Employees should be reassured that involving others is not “shirking” or “dumping” work into another’s lap. Rather, this process is a way of relieving employees of the likelihood of error in making an uninformed decision. However, employees are not absolved from making sure the problem is resolved. Make it a habit of celebrating when employees help one another out to build camaraderie.

 

How to Handle Lenders

In dealing with lenders, it is important for executive teams to understand the background of those with whom they transact business. Bankers, for instance, are often conservative by nature, have little experience running their own business, and can be a part of a corporate system that is bureaucratic and slow moving. Realizing from the outset that the word “risk” is a four-letter word to these professionals can prepare you to have better conversations. Furthermore, you must accept that most front-line bankers are not empowered to question the standards they must enforce on behalf of their employer or the banking system as a whole. All of this is especially true after the recent mortgage industry troubles of the 2008 recession genre. By keeping in mind who is on the other side of the desk when a loan request is submitted, you as a management team member can position your request in a way that gives the banker the best ammunition to give you an affirmative response.

How Lenders Think

Understanding how lenders think helps the entrepreneur better understand why lending policies are pragmatic rather than opportunity-driven, standard rather than adaptable, and monitoring rather than recommending. While market opportunities drive the entrepreneur, lenders approach the very same data with caution. The same unpredicted cash shortage that merely surprises a business owner may send a lender into a panic. Lenders are not in the business of selling advice–in fact, they can be held liable if found to be doing so and the business goes under. They are in the business of making money on loans. Therefore, their loyalty is to company profits and a return on their monies borrowed–and noting else! Anyone who wishes to test the strength of this premise should try missing a few note payments.

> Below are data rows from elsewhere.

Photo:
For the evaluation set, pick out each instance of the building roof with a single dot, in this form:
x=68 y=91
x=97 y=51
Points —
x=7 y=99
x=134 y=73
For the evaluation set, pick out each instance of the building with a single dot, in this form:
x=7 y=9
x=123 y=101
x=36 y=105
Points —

Consistency is the hallmark of the lender, due in large part to the constraints of a corporate directive of standardization. The seemingly two-sided face that the entrepreneur sees the lender wear is real; the lending officer truly wants to help and has empathy, but is governed by institutional guidelines. Overidentification with the needs of the borrower can cause a lender to lose her job. 

Consequently, the face the business owner sees is not reality but rather a front depicting what the lending institution would like to see happen. Rarely does a borrower learn the true acceptable level of performance that a lender would be willing to accept. Since lenders control the purse strings to the resources that keep the borrower in business, these lenders are impossible to control. Knowing a lender’s true bottom line enables the borrower to influence lending policies that permit operation under the best possible conditions.

How Lenders Act

During tough economic times, lenders are expected to:

  • serve as a flexible yet profitable source of capital,
  • monitor the performance of borrowers in their book of business, and 
  • provide sound references to inquirers on behalf of their clients.

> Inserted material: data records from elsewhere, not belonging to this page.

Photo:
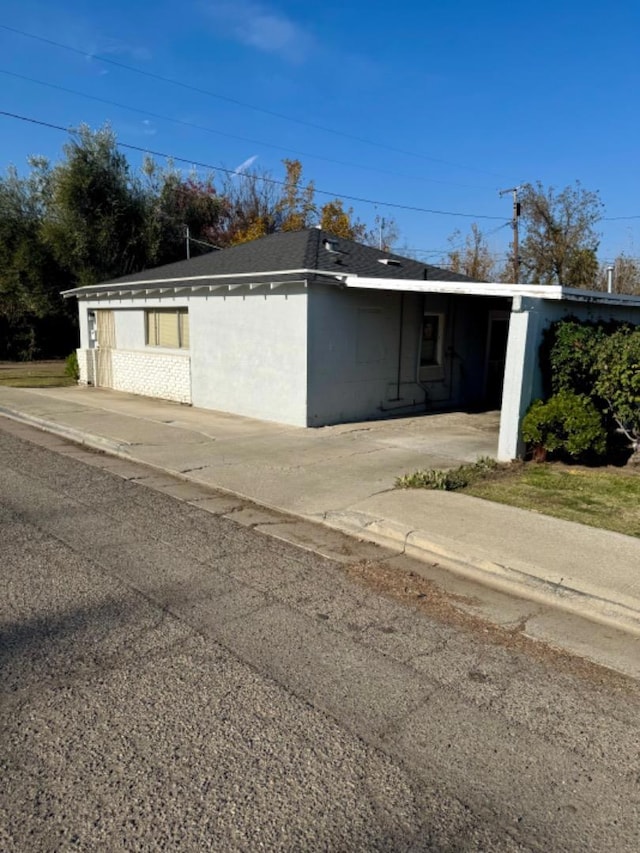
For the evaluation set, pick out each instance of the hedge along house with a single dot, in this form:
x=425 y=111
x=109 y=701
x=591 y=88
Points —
x=309 y=329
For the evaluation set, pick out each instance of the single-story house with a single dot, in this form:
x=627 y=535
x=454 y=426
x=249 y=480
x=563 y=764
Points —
x=308 y=329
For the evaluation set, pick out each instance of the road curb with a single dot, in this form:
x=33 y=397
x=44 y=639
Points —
x=589 y=604
x=395 y=536
x=98 y=442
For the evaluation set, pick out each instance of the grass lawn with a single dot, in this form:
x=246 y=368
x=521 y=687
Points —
x=34 y=374
x=602 y=497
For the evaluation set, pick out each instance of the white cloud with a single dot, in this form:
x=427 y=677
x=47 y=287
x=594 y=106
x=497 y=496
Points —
x=262 y=27
x=247 y=164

Lenders must be allowed to continue to make money on the loans they have extended, but the borrower may request modifications of the terms of repayment based on business financial performance. Principal payment deferrals, interest accruals, and other methods can be used to create cash within the business operation, but one is ill advised to single-handedly embark on such practices without securing the commitment of the lending institution in advance.

To the extent they are able, lenders should be encouraged to visit the places of business of their borrowers and check things out. Outside assessment of company execution of its plans by this important stakeholder group can prove valuable to the management of the company. Hopefully, an open dialogue creates an environment where the lender reference in credit applications is always a positive one and facilitates smooth operations in your company!